Restorers desperately want to maintain the city's vitality and avoid the mistakes that turned the historic center of Samarkand, a Silk Road city 240 kilometers to the east, into a gleaming but lifeless museum piece.

"In Bukhara we are trying not to repeat what was done in Samarkand," said Nasim Hakimovich Sharipov, chief architect for Bukhara from 1970 to 1997. In Samarkand, he said, "the mosques and the madrassas are now naked."

The task is huge.

With about 200,000 people, Bukhara has almost a thousand mosques, Islamic schools, covered bazaars or other historical sites, all of which are in varying stages of decay.

The Soviet Union began a major effort to restore the city in 1968, and Uzbekistan's government quickened the pace after it gained independence in 1991.

"The goal of all of the people of Bukhara is to see how it looked in the past," Sharipov said during an interview in his small, cramped office in the side of a dilapidated medieval mosque.

In the corner of the room is a photograph of the city's main landmark, the Kalyan minaret, a 45-meter-high tower with a flat top that dominates the skyline. The picture shows the minaret after the Soviet army stormed Bukhara in 1920 f the right side of the top sheared off by artillery fire, the sides of the tower marred by big holes from cannon shells.

Restoration experts are rehabilitating buildings using mud bricks similar to those used in medieval times and still seen in hundreds of inhabited homes in the old city.

Cement has been used to shore up crumbling buildings, but Sharipov says it is used sparingly.

Faded tiles have been retouched and, in some cases, replaced.

In some areas the work has not been precise. Bricks used to fill the holes in the Kalyan minaret are a slightly lighter sand color than the tower, leaving obvious signs where the artillery rounds slammed into the minaret.

Much work still needs to be done.

In the Abdel Aziz Khan Islamic school, which is on UNESCO's list of the world's 100 most endangered heritage sites, cracked and worn tiles line rooms where students once studied.

At the top of one dome, in an alcove where teachers and their students once met, red and blue stains mark the spots where mosaics decorated the walls. A huge stork's nest sits atop the school's minaret.

In contrast, the buildings of Samarkand have been largely restored, although it has been left devoid of city life.

Decades ago, workers cleared the fabled Registan, the central square that in ancient times was home to a vibrant market selling silk and porcelain from China and where Islamic warriors displayed the spoils of their conquests. Except for tourists, the only life in the area now is the trucks that rumble down the highway in front of the Registan.

The three great schools that bracket the Registan are gleaming with restored tile work. The 33-meter portal of the Shirdar Madrassa is framed by two lions in the rays of the sun.

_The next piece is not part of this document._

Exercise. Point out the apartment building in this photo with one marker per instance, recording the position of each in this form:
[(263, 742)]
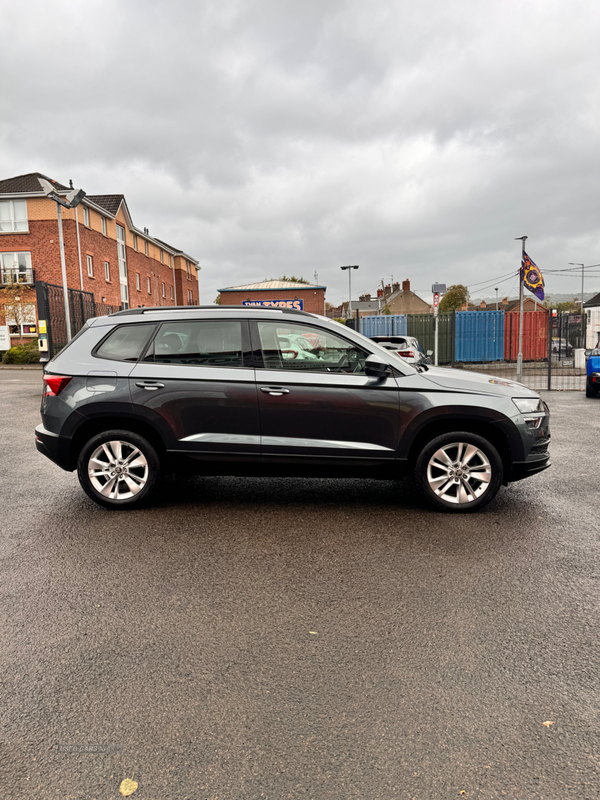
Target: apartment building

Next door is the Tilakar Madrassa, where workers recently repainted gold and blue vases bursting with flowers on the walls. Some 2 kilograms of gold leaf were used to restore the gilded Koranic verses that line the blue walls inside the building.

"Wow! This is how it was," said Shahram Vakilian, a Peace Corps worker from Woodbury, New York, during a recent visit.

But he quickly added: "Samarkand has more of an artificial museum feeling. Bukhara has more of a city feel."

Some architects say Bukhara retains a more human feel because its buildings are less ornate and therefore were not resurfaced as extensively by restorers.

Others point to modern Samarkand's more vibrant economy and say central Bukhara might be more devoid of life if its residents could afford to move.